Batch Data
Rerun has built-in support for batch data. Whenever you have a collection of things that all have the same type, rather than logging each element individually, you can log the entire collection together as a single "Batch". This provides significant benefits in terms of storage and compute.
Some examples of batched data include points in a point cloud, bounding boxes for detected objects, tracked keypoints in a skeleton, or a collection of line strips.
In the Python APIs, the majority of archetypes are named with the plural form, for example rr.Points3D
. They accept both single elements (internally treated as an N=1 batch) or arrays corresponding to the batches.
Terminology
- An entity is a collection of components (see Entities and Components).
- When an entity is batched, its components' individual elements are called instances.
- When every instance within an entity shares the same value for a component, we say that this component is clamped. This
is a common pattern and has dedicated support for it (see the Component Clamping section below).
For instance, you can set all the colors of a point cloud to the same color by passing a single color value to the
color
parameter. - During queries, a batch always has a primary component. The primary component is what determines how many instances exist in the batch.
Restrictions
When using batched entities there are a few restrictions:
- Because there is a one-to-one mapping between batches and entities:
- If data needs to span multiple entity paths, it needs to be split up into separate batches.
- If data needs to be split into multiple batches, each must be logged to a different path.
- Whenever you log a batched entity, for any component that is updated, you must provide values for
every instance.
- It is not possible to only update a subset of the instances in the batch.
Batch join rules
Rerun lets you choose which components in an entity you want to log at any point in time. If you don't log to a component, then in general it is not updated. For example, if you log a point cloud with positions and colors and then later log just new positions, when the viewer displays that point cloud it will still look up the last colors that were logged (we refer to this as the latest at semantics).

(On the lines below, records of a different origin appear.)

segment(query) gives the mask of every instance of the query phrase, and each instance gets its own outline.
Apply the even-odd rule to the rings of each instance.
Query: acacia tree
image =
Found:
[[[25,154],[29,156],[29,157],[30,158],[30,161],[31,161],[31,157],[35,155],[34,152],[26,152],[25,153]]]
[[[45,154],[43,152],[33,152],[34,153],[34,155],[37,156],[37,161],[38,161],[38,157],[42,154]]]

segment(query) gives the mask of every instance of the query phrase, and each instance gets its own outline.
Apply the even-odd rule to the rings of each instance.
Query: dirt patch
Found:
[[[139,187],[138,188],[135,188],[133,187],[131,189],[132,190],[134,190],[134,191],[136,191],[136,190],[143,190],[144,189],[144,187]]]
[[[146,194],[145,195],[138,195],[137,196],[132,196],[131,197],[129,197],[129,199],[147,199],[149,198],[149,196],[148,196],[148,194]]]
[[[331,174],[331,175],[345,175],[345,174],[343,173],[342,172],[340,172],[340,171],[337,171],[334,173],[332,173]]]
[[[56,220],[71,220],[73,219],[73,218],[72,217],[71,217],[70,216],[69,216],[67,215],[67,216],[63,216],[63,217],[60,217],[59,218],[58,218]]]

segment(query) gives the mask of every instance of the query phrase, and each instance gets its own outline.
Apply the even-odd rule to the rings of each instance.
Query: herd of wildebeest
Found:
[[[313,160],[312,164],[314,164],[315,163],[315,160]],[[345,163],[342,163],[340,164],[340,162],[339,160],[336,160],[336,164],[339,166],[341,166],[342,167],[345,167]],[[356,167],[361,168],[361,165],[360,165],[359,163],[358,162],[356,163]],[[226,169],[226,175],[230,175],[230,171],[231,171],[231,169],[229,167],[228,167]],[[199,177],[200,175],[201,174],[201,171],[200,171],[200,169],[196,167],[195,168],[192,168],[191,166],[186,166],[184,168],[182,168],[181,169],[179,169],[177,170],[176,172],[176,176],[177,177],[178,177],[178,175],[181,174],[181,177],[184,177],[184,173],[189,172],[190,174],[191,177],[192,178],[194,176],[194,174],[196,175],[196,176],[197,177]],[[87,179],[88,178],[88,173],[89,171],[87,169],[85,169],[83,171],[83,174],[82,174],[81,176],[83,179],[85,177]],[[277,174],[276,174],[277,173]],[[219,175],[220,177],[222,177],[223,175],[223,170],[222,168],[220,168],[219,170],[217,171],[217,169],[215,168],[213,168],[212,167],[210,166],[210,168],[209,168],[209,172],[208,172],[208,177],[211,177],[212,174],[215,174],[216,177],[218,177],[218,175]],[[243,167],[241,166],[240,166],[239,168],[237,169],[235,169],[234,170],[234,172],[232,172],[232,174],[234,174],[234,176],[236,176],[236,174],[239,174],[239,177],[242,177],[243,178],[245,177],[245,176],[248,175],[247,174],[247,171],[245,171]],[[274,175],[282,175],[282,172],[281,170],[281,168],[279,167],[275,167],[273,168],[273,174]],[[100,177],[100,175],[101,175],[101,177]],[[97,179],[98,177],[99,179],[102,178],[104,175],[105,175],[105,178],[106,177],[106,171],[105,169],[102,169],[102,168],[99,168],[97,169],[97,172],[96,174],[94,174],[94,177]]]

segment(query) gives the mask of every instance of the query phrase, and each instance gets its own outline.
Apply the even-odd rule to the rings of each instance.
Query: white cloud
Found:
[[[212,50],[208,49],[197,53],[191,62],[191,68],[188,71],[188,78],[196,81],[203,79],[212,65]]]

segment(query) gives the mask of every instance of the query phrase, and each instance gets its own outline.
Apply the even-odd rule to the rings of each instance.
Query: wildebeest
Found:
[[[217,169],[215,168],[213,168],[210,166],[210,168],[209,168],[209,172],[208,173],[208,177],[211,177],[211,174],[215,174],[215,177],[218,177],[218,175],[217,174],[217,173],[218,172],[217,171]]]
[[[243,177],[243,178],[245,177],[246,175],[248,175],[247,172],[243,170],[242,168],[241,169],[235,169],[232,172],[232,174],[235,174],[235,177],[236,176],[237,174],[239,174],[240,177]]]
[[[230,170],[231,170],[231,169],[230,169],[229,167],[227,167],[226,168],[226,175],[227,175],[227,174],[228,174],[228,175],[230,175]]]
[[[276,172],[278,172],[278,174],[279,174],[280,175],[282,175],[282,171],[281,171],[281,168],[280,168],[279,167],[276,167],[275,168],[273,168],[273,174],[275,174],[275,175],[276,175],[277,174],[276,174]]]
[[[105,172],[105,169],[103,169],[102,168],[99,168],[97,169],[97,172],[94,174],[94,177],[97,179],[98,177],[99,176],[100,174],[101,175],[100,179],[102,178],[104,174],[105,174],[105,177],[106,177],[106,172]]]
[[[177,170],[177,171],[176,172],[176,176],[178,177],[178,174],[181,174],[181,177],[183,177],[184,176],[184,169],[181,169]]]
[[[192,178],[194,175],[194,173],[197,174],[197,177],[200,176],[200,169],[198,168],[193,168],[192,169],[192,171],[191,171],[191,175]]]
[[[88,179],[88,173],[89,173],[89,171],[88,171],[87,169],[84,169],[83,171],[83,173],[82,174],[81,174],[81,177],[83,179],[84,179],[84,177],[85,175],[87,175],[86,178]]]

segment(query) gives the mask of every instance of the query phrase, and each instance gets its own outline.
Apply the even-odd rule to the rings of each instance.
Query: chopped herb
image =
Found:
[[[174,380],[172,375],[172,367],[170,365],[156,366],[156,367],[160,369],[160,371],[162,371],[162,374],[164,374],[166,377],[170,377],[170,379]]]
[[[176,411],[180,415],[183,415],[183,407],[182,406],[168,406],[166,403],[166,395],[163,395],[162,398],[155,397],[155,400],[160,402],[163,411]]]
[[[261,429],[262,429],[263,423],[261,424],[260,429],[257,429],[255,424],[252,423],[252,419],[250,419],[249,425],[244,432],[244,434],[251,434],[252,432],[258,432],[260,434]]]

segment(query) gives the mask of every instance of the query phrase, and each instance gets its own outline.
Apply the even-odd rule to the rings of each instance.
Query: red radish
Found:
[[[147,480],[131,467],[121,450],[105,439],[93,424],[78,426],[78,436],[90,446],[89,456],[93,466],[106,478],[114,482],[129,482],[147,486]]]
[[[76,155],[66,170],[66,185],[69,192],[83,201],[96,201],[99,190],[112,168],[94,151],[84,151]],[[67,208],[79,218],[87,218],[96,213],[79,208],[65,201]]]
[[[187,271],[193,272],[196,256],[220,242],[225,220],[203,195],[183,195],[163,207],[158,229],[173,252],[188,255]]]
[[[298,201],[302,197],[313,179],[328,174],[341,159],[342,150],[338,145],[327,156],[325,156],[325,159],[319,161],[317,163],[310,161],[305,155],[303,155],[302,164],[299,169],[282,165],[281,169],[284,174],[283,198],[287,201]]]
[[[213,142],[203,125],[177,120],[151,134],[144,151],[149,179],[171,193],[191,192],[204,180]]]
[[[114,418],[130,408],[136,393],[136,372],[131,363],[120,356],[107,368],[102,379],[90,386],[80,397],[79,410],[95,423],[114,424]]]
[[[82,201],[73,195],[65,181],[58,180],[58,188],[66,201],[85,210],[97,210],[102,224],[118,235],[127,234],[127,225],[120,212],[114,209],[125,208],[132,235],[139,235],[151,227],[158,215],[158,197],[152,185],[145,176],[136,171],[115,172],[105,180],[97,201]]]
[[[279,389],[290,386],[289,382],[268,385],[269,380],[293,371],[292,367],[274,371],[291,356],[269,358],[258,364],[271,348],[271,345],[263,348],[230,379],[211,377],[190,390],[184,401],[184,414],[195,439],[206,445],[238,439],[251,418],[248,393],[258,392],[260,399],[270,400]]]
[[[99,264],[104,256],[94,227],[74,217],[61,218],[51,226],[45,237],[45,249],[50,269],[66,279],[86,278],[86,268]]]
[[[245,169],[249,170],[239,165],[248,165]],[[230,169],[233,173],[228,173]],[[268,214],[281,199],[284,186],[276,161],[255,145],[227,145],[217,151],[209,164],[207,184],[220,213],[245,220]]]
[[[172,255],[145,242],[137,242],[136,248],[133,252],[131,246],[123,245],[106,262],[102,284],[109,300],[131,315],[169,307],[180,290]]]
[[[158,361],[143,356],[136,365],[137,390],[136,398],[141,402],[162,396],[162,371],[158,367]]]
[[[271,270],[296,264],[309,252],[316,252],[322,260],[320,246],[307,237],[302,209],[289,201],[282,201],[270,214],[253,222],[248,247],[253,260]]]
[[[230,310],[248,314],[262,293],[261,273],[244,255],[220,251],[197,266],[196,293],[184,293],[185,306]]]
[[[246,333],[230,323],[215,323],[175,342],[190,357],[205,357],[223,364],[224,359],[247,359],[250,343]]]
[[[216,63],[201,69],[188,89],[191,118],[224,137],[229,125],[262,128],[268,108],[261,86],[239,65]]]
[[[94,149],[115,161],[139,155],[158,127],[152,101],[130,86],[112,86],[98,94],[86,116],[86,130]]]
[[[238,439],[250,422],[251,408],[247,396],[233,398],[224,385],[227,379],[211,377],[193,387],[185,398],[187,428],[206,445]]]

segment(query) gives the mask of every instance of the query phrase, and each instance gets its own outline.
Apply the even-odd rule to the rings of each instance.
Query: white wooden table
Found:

This can be quite convenient since updating different components at different times puts far fewer restrictions on the organization of your code. It even means if a component on an entity is static, you only need to log it once.
However, if both a batch of colors and a batch of positions have been logged at two different points in time, we need a way to know which point receives which color. For that, Rerun uses the index of the instance. When querying a batched component, the component-values are joined together based on this index. Logically, this happens as a left-join using the primary component for the entity. For example, if you log 3 points and then later log 5 colors, you will still only see 3 points in the viewer.
What should happen if you have 5 points and 3 colors then? This is where clamping semantics come into play.
Component clamping
As mentioned, Rerun has special semantics when joining batches of different sizes, for example this is what happens when you mix arrays and single values in an API call.
If the component on the left-side of the join (the so-called primary component) has more instances than the other, then these tail values will simply be ignored.
On the other hand, if the component on the left-side of the join (the so-called primary component) has less instances than the other, then the last instance will be repeated across every instance left in the batch. We call this clamping, in reference to texture sampling (think CLAMP_TO_EDGE
!).